I’m developing an open source data mode using a FSK modem and powerful LDPC codes. The initial use case is the Open IP over UHF/VHF project, but it’s available in the FreeDV API as a general purpose mode for sending data over radio channels.
It uses 2FSK or 4FSK, has a variety of LDPC codes available, works with bursts or streaming frames, and the sample rate and symbol rate can be set at init time.
The FSK modem has been around for some time, and is used for several applications such as balloon telemetry and FreeDV digital voice modes. Bill, VK5DSP, has recently done some fine work to tightly integrate the LDPC codes with the modem. The FSK_LDPC system has been tested over the air in Octave simulation form, been ported to C, and bundled up into the FreeDV API to make using it straight forward from the command line, C or Python.
We’re not using a “black box” chipset here – this is ground up development of the physical layer using open source, careful simulation, automated testing, and verification of our work on real RF signals. As it’s open source the modem is not buried in proprietary silicon so we can look inside, debug issues and integrate powerful FEC codes.

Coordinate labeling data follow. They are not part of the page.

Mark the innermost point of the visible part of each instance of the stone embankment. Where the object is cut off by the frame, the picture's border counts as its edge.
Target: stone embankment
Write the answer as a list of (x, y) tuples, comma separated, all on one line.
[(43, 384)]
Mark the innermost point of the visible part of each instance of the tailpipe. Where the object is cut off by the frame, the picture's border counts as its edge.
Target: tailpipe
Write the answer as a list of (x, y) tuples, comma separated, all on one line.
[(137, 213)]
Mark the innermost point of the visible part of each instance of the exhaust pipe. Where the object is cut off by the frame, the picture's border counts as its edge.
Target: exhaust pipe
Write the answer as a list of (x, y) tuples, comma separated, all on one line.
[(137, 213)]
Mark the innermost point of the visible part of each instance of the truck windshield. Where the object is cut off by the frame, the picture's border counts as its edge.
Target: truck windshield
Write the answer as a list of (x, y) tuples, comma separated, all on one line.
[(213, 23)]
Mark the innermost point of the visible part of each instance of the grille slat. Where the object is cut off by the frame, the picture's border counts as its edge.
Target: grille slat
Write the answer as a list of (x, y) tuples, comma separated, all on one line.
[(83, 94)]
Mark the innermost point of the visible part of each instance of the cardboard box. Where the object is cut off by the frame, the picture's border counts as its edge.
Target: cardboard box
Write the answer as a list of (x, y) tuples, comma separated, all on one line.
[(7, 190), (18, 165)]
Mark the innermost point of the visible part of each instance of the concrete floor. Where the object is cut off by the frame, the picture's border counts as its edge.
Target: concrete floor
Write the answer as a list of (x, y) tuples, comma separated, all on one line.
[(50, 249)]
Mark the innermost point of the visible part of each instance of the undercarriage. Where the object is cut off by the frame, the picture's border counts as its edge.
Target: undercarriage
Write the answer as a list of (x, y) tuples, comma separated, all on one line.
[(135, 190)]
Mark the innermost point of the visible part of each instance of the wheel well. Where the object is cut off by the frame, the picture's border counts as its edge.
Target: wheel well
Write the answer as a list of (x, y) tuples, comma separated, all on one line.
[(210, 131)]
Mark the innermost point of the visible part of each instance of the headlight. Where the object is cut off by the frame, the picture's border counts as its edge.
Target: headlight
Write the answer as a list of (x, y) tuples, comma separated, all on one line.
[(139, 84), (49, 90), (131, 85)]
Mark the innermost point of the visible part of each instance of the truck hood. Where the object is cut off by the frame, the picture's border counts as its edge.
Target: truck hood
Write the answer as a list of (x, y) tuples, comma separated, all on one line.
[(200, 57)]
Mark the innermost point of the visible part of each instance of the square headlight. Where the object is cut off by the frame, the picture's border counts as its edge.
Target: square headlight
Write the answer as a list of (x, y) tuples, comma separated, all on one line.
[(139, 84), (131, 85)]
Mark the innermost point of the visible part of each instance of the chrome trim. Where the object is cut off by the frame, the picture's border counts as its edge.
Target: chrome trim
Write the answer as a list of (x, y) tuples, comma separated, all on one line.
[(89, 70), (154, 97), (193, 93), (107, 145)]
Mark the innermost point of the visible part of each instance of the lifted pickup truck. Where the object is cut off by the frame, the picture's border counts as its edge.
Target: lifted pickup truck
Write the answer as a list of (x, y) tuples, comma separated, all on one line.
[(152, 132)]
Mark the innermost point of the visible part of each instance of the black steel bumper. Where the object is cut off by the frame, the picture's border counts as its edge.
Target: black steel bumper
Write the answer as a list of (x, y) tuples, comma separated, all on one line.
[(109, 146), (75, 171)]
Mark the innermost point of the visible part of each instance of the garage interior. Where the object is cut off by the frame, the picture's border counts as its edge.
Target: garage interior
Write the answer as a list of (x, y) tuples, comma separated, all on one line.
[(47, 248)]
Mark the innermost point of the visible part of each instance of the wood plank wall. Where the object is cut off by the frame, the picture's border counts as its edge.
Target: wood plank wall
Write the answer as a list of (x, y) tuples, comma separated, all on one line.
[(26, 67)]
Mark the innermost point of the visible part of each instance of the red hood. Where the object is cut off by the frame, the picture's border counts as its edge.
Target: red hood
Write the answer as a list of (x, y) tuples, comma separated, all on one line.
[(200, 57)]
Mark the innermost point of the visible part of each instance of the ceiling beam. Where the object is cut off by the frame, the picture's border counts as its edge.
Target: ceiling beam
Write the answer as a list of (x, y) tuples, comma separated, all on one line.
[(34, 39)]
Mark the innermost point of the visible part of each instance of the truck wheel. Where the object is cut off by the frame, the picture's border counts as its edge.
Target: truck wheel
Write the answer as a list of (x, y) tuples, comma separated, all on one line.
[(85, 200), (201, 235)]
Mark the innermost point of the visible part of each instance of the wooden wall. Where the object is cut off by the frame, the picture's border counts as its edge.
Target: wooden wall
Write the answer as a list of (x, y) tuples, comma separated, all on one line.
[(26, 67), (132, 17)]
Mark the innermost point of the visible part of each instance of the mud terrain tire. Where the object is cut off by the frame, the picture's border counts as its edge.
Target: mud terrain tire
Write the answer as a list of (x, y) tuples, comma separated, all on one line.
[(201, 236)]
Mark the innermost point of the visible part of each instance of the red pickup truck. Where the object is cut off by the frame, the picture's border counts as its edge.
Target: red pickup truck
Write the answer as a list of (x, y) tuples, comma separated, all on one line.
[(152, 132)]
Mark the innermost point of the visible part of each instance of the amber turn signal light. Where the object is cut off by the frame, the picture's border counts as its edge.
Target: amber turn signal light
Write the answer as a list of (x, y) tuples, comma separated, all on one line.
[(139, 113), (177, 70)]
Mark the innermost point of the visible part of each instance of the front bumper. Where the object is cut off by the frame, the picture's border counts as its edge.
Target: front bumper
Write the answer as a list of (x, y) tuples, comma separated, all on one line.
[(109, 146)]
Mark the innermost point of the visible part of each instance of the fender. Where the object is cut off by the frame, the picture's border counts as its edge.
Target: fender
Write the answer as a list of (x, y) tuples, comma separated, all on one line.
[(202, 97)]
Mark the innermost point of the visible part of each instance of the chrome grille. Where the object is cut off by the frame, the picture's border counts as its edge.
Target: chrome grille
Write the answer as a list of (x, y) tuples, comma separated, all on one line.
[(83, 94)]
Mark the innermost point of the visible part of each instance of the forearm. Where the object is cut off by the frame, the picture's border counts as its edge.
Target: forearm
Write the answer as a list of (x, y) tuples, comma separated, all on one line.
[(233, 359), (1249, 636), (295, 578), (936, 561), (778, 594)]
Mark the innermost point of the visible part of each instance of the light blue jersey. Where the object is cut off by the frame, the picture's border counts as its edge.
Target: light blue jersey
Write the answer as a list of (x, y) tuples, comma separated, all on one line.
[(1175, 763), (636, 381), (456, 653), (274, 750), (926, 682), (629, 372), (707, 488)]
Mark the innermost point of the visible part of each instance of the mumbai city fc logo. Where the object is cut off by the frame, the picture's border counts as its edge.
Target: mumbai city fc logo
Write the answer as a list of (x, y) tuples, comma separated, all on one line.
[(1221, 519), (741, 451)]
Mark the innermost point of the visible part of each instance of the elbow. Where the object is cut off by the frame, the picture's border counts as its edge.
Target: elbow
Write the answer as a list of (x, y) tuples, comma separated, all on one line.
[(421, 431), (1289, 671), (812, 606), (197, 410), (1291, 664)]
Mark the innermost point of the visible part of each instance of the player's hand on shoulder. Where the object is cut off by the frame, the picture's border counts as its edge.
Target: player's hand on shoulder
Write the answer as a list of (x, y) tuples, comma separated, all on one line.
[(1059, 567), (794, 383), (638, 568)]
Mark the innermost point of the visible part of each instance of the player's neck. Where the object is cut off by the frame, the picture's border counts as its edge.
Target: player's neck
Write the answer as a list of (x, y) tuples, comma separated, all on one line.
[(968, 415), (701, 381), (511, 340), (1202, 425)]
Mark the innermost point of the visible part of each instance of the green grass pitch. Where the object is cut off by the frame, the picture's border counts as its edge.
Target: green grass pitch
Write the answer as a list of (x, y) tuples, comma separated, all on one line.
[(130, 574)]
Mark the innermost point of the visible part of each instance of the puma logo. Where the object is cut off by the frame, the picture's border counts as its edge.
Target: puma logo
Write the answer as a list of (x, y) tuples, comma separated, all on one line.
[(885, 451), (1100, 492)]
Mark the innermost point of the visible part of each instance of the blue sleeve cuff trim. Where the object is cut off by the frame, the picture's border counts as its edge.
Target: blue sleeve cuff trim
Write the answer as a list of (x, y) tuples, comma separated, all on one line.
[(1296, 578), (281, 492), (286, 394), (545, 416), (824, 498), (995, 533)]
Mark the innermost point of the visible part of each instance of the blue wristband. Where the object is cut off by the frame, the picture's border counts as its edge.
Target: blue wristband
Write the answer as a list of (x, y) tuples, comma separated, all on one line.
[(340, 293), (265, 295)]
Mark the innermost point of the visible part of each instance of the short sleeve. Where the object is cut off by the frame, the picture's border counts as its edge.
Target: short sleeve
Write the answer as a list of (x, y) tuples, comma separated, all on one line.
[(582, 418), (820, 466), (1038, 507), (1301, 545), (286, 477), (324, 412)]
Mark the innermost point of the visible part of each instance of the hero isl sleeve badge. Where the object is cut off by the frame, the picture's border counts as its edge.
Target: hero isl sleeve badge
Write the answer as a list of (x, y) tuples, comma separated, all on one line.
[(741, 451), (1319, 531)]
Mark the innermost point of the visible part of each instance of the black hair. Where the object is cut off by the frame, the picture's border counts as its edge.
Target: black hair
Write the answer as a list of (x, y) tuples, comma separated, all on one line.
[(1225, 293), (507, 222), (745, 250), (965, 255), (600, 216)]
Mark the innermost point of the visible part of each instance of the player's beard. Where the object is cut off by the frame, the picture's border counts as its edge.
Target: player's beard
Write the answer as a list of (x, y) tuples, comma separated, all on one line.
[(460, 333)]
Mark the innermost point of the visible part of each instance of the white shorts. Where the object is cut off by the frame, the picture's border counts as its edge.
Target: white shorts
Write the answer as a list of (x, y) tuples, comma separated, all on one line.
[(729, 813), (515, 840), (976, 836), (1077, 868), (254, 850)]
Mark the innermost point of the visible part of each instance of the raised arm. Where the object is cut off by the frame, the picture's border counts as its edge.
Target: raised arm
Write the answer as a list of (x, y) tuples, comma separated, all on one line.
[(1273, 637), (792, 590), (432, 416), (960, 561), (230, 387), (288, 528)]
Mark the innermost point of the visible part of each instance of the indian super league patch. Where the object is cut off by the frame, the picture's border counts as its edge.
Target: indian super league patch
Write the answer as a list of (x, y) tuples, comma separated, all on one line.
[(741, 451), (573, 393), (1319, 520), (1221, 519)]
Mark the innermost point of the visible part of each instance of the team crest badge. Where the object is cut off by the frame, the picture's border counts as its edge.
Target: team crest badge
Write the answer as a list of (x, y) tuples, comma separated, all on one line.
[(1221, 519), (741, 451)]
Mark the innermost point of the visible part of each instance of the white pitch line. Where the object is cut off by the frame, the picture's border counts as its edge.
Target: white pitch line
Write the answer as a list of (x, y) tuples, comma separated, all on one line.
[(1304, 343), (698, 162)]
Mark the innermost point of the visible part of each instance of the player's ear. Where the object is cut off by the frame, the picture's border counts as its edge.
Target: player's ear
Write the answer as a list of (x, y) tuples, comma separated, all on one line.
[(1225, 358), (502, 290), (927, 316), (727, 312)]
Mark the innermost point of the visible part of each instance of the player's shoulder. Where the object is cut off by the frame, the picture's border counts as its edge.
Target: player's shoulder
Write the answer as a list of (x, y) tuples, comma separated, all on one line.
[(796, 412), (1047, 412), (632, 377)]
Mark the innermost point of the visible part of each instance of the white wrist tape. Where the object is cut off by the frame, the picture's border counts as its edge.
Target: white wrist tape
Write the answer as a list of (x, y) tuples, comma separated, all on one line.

Using a standard RTLSDR with a 6dB noise figure, FSK_LDPC is roughly 10dB ahead of the receiver in a sample chipset. That’s a factor of 10 in power efficiency or bit rate – your choice!
Performance
The performance is pretty close to what is theoretically possible for coded FSK [6]. This is about Eb/No=8dB (2FSK) and Eb/No=6dB (4FSK) for error free transmission of coded data. You can work out what that means for your application using:
MDS = Eb/No + 10*log10(Rb) + NF - 174 SNR = Eb/No + 10*log10(Rb/B)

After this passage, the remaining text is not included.